A Igreja e as queimadas
Preocupa-me ver a Igreja deixar-se envolver numa campanha absurda que acentua uma abordagem repressiva para a gestão do fogo.
“Tenho comigo um aviso da GNR, para leitura amanhã no final da missa, em que se prometem multas para quem não cumprir a lei...”
“As reacções que me vão chegando são preocupantes... Desde intenções de manter o fogo no Inverno, mas passando-o para a madrugada, desta feita na clandestinidade, a vozes apelando que se acertem as contas no Verão...”
Estes excertos de conversas não foram inventados por mim, são de um amigo preocupado por “além de 'não deixarem arder', ainda vêm complicar o sistema acrescentado um ror de burocracias para utilização do fogo no Inverno”.
Como sou agnóstico, ouço poucas homilias ou avisos no fim da missa, não sei por isso se foram muitos ou poucos os padres que leram neste fim-de-semana, no fim da missa, estas promessas de inferno terreno para quem queimar sobrantes ou pastagens sem avisar primeiro um Estado que persiste em querer gerir a natureza como se se tratasse de um problema legal.
O facto de ser agnóstico não me impede de ter sido entrevistado sobre fogos e sociedade para o Ponto SJ, o portal dos Jesuítas, e de escrever um ensaio impertinente para a Brotéria, a revista dos Jesuítas.
Nessas alturas defendi que a Igreja tem uma enorme responsabilidade por ser, juntamente com a GNR, das poucas instituições com profunda capilaridade no mundo rural, chegando também aos sítios onde o Estado já só marca presença através da GNR.

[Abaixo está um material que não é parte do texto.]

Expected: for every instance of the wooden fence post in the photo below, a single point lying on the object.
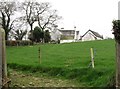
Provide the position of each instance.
(0, 59)
(92, 57)
(118, 65)
(3, 64)
(39, 55)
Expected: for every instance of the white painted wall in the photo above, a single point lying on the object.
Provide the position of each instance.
(55, 35)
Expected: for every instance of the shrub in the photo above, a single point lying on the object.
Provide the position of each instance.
(18, 43)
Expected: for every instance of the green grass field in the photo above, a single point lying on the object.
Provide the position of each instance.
(69, 61)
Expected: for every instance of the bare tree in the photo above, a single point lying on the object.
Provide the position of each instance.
(7, 9)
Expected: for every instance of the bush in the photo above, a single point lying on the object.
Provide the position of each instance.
(18, 43)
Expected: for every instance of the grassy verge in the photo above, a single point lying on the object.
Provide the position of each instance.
(69, 61)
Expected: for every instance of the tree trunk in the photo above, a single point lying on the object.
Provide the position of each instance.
(118, 64)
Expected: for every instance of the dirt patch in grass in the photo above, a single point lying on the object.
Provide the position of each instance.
(21, 79)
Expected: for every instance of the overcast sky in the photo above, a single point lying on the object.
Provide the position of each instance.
(96, 15)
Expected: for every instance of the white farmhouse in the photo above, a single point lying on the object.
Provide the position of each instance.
(55, 35)
(91, 35)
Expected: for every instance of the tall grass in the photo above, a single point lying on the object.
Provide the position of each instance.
(68, 60)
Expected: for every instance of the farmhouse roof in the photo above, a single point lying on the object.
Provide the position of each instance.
(95, 33)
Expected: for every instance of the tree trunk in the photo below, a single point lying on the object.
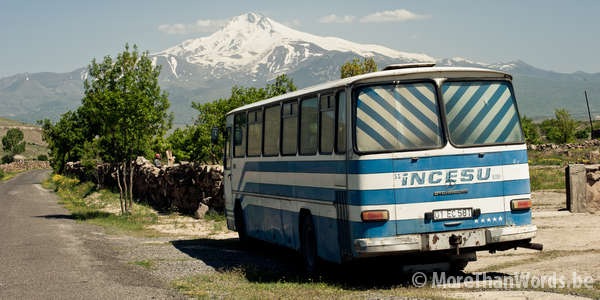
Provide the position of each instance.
(120, 190)
(130, 184)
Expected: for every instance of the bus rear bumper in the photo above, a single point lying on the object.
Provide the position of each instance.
(483, 238)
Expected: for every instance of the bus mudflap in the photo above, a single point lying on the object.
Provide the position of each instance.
(477, 239)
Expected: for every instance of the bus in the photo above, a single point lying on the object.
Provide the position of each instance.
(413, 160)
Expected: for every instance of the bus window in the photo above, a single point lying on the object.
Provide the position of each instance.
(254, 132)
(239, 132)
(397, 117)
(340, 144)
(308, 126)
(481, 113)
(289, 136)
(272, 126)
(227, 149)
(326, 124)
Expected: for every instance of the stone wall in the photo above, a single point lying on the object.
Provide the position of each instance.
(24, 165)
(187, 188)
(583, 188)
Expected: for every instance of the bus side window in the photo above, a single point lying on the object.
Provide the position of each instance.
(289, 136)
(326, 124)
(340, 115)
(227, 149)
(272, 127)
(309, 112)
(254, 132)
(239, 132)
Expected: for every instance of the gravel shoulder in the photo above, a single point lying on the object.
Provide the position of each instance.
(117, 266)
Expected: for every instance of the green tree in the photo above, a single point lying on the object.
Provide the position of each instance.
(123, 115)
(356, 67)
(531, 131)
(13, 142)
(126, 111)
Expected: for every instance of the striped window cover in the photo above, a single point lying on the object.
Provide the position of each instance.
(481, 112)
(397, 117)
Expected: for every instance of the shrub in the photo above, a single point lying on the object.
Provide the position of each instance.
(7, 159)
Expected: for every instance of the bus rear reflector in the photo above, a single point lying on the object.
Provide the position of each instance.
(520, 204)
(375, 215)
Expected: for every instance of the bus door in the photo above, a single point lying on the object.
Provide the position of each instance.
(227, 163)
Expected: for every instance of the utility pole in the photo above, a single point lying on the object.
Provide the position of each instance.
(589, 115)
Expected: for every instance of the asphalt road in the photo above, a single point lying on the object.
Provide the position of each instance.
(44, 254)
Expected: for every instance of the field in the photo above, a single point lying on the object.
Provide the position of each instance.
(35, 146)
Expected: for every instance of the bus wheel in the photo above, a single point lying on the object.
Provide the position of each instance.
(308, 245)
(240, 222)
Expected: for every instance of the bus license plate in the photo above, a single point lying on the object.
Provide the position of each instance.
(452, 213)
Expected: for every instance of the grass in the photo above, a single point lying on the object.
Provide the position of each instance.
(549, 178)
(146, 264)
(75, 197)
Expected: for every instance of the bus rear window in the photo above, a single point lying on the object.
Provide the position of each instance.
(397, 117)
(481, 113)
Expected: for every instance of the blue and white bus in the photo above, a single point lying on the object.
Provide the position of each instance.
(414, 159)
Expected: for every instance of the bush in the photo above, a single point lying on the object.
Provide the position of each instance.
(7, 159)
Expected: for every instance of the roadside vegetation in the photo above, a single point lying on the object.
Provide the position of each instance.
(101, 207)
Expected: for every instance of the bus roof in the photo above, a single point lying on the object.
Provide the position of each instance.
(396, 72)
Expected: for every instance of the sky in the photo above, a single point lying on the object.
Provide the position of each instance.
(63, 35)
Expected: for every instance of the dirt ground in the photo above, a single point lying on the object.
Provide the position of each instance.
(571, 250)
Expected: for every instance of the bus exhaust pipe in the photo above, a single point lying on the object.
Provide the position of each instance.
(534, 246)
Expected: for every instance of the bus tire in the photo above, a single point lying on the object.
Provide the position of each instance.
(308, 245)
(240, 223)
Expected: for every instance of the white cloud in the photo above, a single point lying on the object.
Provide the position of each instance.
(200, 26)
(399, 15)
(336, 19)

O que me preocupa é ver a Igreja deixar-se envolver numa campanha errada, absurda e que prolonga e acentua uma abordagem formalista e repressiva para a gestão do fogo, deixando ainda mais desamparadas as populações rurais que o Estado parece empenhado em transformar em grupos de criminosos.

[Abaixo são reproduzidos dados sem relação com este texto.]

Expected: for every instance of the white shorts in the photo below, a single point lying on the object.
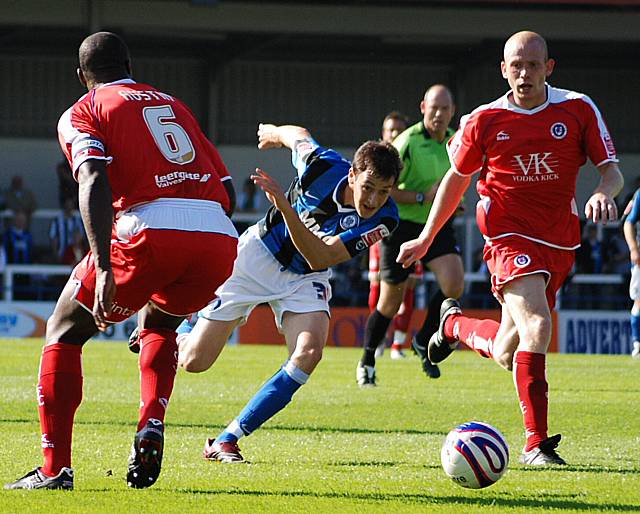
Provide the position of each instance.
(258, 277)
(634, 285)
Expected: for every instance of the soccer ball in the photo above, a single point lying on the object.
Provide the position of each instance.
(475, 455)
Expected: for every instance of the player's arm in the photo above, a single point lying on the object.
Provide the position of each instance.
(406, 196)
(231, 193)
(97, 215)
(319, 253)
(274, 136)
(601, 206)
(445, 203)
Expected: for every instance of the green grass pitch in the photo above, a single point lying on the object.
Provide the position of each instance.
(335, 448)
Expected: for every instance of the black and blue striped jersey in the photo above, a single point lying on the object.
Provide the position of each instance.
(315, 195)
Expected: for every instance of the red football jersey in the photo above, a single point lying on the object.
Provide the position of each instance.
(528, 162)
(151, 140)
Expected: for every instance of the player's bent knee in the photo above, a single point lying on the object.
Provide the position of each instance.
(194, 364)
(453, 291)
(505, 360)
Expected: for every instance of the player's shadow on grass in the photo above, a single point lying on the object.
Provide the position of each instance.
(284, 428)
(560, 501)
(589, 468)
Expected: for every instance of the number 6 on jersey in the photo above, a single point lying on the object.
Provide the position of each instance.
(171, 139)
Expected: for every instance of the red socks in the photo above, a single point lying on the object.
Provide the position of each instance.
(477, 334)
(530, 376)
(158, 365)
(59, 395)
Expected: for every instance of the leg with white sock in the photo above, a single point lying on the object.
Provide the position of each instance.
(306, 335)
(201, 343)
(635, 329)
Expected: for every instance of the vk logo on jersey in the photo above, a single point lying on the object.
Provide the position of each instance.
(321, 290)
(522, 260)
(559, 130)
(536, 167)
(349, 221)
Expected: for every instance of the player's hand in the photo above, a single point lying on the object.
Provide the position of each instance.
(270, 187)
(601, 207)
(103, 301)
(268, 136)
(411, 251)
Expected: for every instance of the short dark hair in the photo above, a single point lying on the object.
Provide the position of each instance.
(380, 157)
(396, 115)
(104, 53)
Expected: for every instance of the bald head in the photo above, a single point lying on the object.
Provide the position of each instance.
(104, 56)
(526, 66)
(525, 39)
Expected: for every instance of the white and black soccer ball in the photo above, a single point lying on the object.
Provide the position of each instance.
(475, 455)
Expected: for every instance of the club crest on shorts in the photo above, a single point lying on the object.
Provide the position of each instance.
(348, 221)
(559, 130)
(522, 260)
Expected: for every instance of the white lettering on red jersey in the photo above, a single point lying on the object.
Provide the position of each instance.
(528, 162)
(152, 143)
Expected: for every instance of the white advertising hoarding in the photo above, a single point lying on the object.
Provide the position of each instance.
(29, 319)
(601, 332)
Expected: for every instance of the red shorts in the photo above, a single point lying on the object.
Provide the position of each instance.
(177, 270)
(511, 257)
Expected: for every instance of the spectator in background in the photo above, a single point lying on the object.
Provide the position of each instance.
(19, 198)
(250, 199)
(18, 248)
(63, 227)
(393, 125)
(67, 187)
(592, 255)
(17, 240)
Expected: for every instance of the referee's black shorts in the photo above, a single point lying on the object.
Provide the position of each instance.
(443, 244)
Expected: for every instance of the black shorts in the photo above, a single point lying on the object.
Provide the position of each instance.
(443, 244)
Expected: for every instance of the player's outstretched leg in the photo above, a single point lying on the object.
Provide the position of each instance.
(401, 323)
(59, 396)
(429, 327)
(158, 365)
(59, 392)
(374, 333)
(635, 329)
(272, 397)
(478, 334)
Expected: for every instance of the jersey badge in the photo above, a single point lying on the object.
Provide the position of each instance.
(522, 260)
(559, 130)
(372, 237)
(348, 221)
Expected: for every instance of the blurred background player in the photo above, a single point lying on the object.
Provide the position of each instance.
(333, 210)
(393, 124)
(139, 153)
(632, 216)
(422, 148)
(528, 147)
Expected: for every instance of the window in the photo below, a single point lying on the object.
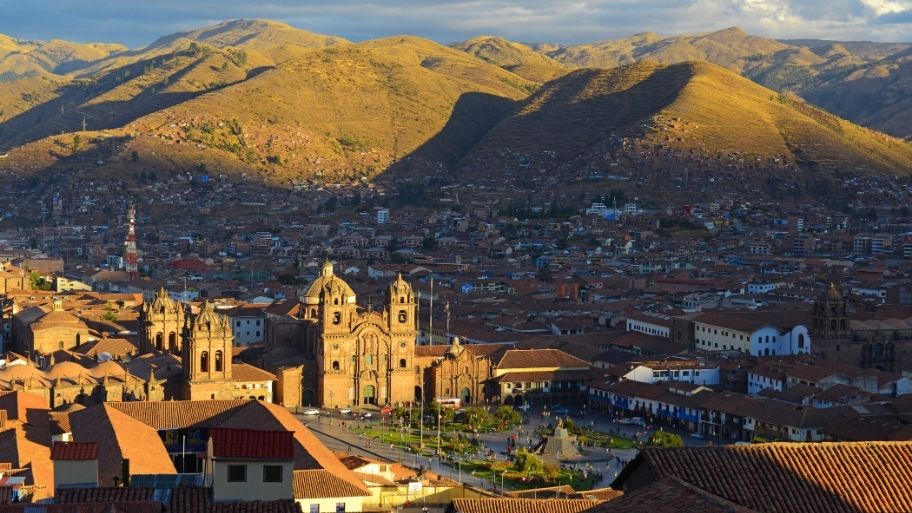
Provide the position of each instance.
(237, 473)
(272, 473)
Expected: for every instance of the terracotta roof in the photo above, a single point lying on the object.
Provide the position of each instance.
(669, 495)
(179, 414)
(523, 505)
(251, 444)
(791, 477)
(322, 484)
(74, 451)
(532, 358)
(120, 437)
(243, 372)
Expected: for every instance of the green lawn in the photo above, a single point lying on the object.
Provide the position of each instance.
(516, 480)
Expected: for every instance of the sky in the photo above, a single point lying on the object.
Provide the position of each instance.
(136, 23)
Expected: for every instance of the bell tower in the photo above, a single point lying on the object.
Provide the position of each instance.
(830, 315)
(208, 341)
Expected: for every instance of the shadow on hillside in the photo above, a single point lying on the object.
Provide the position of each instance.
(473, 116)
(67, 112)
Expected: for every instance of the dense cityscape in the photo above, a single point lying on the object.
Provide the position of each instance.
(642, 323)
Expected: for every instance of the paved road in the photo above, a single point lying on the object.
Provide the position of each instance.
(339, 439)
(607, 464)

Não deixo de notar que finalmente o Estado português abandonou o criminoso slogan do “Portugal sem fogos depende de todos”, não deixo de notar que o Estado português já admite que alguns fogos, quando servem os objectivos de gestão do território e não põem em risco pessoas e bens, podem não ser apagados, que o Estado português tem um plano nacional para queimar, controladamente, 50 mil hectares por ano, que o Estado português já fala em pagar os serviços de ecossistema, mesmo que por enquanto seja essencialmente propaganda, que o Estado português vai dando passos na profissionalização dos operacionais de gestão do fogo. E todos esses passos são bons.

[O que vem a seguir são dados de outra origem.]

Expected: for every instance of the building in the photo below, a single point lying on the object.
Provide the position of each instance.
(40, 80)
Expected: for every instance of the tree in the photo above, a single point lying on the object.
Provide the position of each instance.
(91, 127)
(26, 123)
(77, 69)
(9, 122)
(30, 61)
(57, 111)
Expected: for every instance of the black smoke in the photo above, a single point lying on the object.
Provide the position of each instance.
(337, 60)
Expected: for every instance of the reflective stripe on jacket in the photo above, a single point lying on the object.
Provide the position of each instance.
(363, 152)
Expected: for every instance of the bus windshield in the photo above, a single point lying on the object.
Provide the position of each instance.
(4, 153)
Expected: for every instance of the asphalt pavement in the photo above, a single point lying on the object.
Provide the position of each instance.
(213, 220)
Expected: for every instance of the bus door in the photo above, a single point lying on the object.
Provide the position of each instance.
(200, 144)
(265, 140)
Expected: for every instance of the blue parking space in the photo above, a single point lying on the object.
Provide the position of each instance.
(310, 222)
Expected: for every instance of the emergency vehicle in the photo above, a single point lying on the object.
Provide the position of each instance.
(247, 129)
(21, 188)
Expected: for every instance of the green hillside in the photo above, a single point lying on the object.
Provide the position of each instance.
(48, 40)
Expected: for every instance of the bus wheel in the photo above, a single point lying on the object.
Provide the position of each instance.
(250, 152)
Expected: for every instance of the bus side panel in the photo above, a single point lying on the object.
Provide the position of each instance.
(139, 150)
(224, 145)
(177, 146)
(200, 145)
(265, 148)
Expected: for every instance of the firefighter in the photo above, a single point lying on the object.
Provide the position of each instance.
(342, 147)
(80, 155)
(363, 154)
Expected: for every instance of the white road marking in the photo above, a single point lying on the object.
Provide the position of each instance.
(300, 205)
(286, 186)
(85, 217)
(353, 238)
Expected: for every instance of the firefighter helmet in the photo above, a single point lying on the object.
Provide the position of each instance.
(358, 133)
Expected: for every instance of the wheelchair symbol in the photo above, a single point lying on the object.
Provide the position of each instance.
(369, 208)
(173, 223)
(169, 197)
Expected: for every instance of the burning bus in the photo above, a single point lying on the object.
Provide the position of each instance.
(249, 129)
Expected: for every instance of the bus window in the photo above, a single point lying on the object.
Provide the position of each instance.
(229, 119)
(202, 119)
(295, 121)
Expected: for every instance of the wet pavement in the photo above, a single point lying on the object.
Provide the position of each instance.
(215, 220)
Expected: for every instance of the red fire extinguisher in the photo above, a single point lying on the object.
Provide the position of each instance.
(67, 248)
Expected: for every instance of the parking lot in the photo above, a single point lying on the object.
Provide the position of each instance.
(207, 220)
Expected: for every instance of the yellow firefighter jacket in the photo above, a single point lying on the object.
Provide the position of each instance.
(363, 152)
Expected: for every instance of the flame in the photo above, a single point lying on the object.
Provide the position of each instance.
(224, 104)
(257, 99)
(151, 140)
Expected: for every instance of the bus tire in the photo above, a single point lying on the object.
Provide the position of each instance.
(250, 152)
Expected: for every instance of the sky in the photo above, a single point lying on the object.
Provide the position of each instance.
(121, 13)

Mas, ao mesmo tempo, vejo helicópteros a apagar fogos em Janeiro, quando se estavam a desenvolver nas condições ideais em que devem ser usados, vejo, em Janeiro, com as condições técnicas perfeitas para os fogos terem o mínimo de efeitos negativos (se alguns) e o máximo de benefício social, a GNR entrar por Sistelo (e muitas outras aldeias), não para apoiar o esforço da população na gestão de combustíveis de forma sensata e sustentável mas para fazer interrogatórios, levantar autos e intimidar as pessoas com o objectivo de as impedir de fazer o que sempre fizeram e estavam a fazer para bem de todos, e a pedir à Igreja que use a sua profunda influência para dar apoio a uma política absurda de gestão do fogo, pedindo aos padres que defendam o lobo, em vez de guardar o rebanho.
O uso do fogo tem riscos? Claro que tem, como o uso de facas, como a condução automóvel, como o uso de motosserras, como o uso de tractores, como o uso da electricidade e como qualquer outro instrumento de gestão.
Criminalizar o uso do fogo tem duas consequências reais: o aumento do risco de fogos incontroláveis, por acumulação de combustíveis, e o aumento de pessoas que o usam clandestinamente.
Melhorar o mais que necessário uso do fogo exige de todos um esforço maior, mais qualificado e mais humano, o esforço de ajudar as pessoas comuns, com problemas concretos de gestão da paisagem para resolver, a usar melhor o fogo.
O que implica estar ao lado destas pessoas, compreender as suas dificuldades e problemas quotidianos e as razões que têm para usar o fogo, para as poder ajudar a usar melhor esse instrumento, abandonando de vez a estúpida opção do Estado, ou de partes do Estado, em tratar o assunto com a lei e a repressão, em vez de usar o conhecimento sobre o fogo e o respeito pelas pessoas que continuam a prestar-nos, a todos, o inestimável serviço de gerir as paisagens nas quais “damos grandes passeios ao Domingo”.